Таким образом получилось, что от хозяина до представителя избранной расы был всего один шаг. И все-таки право на власть, неоспоримое превосходство буржуазии как особого рода людей предполагало не просто зависимость, но в идеальном варианте добровольно установленную зависимость низших классов, наподобие отношений между мужчиной и женщиной (которые еще раз символизировали эту ипостась буржуазного мировоззрения). Рабочие, как и женщины, должны были быть верными и послушными. Если они таковыми не были, это приписывалось влиянию магической фигуры в сознании буржуазии — некоего постороннего провокатора. Хотя и невооруженным глазом было заметно, что ремесленные союзы объединяли самых умных, самых квалифицированных рабочих, миф о существовании лентяя, уклоняющегося от работы и воздействующего на умы незрелых, хотя и изначально сознательных рабочих, был действительно нерушимым. «Поведение рабочих внушает сожаление», — писал в 1869 году управляющий шахтами во Франции в дни жестокого подавления забастовки шахтеров. Подобные случаи прекрасно описаны в романе Э. Золя «Жерминаль», «но следует признать, что они являются простым грубым орудием провокаторов»{201}. Говоря точнее, потенциальный активный лидер рабочего класса должен был, по определению, быть «провокатором», так как он не подходил под стереотип послушания и тупости. Когда в 1859 г. девять самых честных шахтеров шахты Seaton Délavai — «все трезвенники, шестеро из них — простые методисты, а двое местные проповедники», были заключены на два месяца в тюрьму, после того как оказали сопротивление, участвуя в забастовке, управляющий шахты высказался по этому поводу вполне ясно: «Я знаю, что это уважаемые люди, и поэтому я посадил их в тюрьму. Нет смысла сажать в тюрьму тех, кому это будет безразлично»{202}.

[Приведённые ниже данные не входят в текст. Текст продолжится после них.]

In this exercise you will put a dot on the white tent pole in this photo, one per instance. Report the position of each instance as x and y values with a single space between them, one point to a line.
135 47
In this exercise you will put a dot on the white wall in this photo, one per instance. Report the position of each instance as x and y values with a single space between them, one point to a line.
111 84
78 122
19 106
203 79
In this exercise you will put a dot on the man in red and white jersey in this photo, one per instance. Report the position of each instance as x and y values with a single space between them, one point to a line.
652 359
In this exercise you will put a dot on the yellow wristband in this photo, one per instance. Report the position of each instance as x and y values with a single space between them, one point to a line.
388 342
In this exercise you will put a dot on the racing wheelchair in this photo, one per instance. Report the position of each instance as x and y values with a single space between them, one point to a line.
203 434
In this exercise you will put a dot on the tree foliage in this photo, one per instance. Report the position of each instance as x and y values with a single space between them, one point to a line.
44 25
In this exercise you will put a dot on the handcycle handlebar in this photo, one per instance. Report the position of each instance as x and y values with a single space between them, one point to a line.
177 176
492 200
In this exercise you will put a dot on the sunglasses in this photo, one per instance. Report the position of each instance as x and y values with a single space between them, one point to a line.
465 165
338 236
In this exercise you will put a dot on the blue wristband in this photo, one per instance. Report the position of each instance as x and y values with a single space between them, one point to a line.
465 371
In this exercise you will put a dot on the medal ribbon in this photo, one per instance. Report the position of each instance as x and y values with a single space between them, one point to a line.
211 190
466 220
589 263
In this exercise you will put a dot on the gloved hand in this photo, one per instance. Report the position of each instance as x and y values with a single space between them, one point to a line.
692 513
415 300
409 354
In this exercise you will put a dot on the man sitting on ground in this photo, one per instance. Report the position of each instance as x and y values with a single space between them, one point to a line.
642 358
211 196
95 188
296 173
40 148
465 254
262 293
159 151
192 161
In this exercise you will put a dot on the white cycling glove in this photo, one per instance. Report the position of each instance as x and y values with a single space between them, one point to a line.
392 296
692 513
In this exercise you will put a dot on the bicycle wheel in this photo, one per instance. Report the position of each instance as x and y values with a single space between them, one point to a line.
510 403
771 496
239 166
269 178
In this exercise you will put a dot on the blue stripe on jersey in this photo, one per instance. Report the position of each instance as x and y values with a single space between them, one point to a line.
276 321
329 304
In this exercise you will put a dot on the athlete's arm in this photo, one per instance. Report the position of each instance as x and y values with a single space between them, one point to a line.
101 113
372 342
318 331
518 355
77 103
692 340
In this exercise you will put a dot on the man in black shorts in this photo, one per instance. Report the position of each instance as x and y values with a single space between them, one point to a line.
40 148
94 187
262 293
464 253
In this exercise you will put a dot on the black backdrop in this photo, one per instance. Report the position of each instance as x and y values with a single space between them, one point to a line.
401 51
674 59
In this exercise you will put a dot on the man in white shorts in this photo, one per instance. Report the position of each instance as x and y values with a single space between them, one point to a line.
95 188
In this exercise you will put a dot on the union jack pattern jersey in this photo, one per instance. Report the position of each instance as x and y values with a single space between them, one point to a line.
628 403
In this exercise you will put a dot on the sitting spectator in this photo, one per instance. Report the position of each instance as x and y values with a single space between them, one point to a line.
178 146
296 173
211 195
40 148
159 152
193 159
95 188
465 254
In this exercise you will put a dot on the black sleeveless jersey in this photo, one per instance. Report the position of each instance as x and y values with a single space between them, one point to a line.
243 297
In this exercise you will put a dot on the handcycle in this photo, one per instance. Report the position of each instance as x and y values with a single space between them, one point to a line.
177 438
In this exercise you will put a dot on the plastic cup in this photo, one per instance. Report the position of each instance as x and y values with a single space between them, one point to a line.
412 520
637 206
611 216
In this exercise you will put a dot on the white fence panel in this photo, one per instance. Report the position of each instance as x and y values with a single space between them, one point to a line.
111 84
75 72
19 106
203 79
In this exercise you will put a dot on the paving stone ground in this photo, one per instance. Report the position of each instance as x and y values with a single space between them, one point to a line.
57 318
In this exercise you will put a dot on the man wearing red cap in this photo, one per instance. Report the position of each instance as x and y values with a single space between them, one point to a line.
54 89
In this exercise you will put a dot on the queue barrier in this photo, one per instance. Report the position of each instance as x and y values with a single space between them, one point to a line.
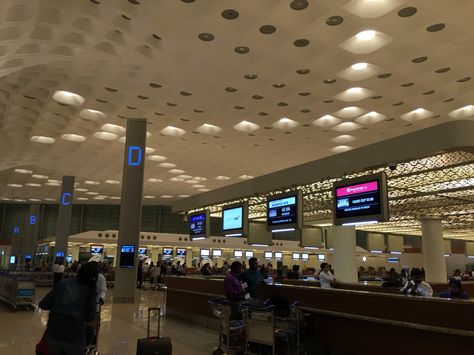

Подобное отношение преследовало цель обезглавить низшие классы, по крайней мере там, где это не происходило естественным путем, через поглощение потенциальных лидеров средним классом общества. Кроме того, оно свидетельствовало о немалой доли уверенности. Ушли в прошлое фабриканты 30-х, жившие в постоянном страхе перед чем-то вроде восстания рабов (см. «Эпоха революций», эпиграф ко второй главе). Когда хозяева — владельцы фабрик говорили об опасности коммунизма, таившейся в любой попытке ущемления прав рабочих наниматься на работу и быть уволенными по своей воле, они имели в виду не социальную революцию, а только тот факт, что могут лишиться права собственности и права господства. Допустив однажды вмешательство в права собственности, буржуазное общество неизменно вылетело бы в трубу{203}. Поэтому чувство страха и ненависти приобретало характер истерии, когда спектр социальной революции вновь обращался на святая святых капиталистического мира. Кровь Парижской Коммуны стала свидетельством его мощи (см. главу 9).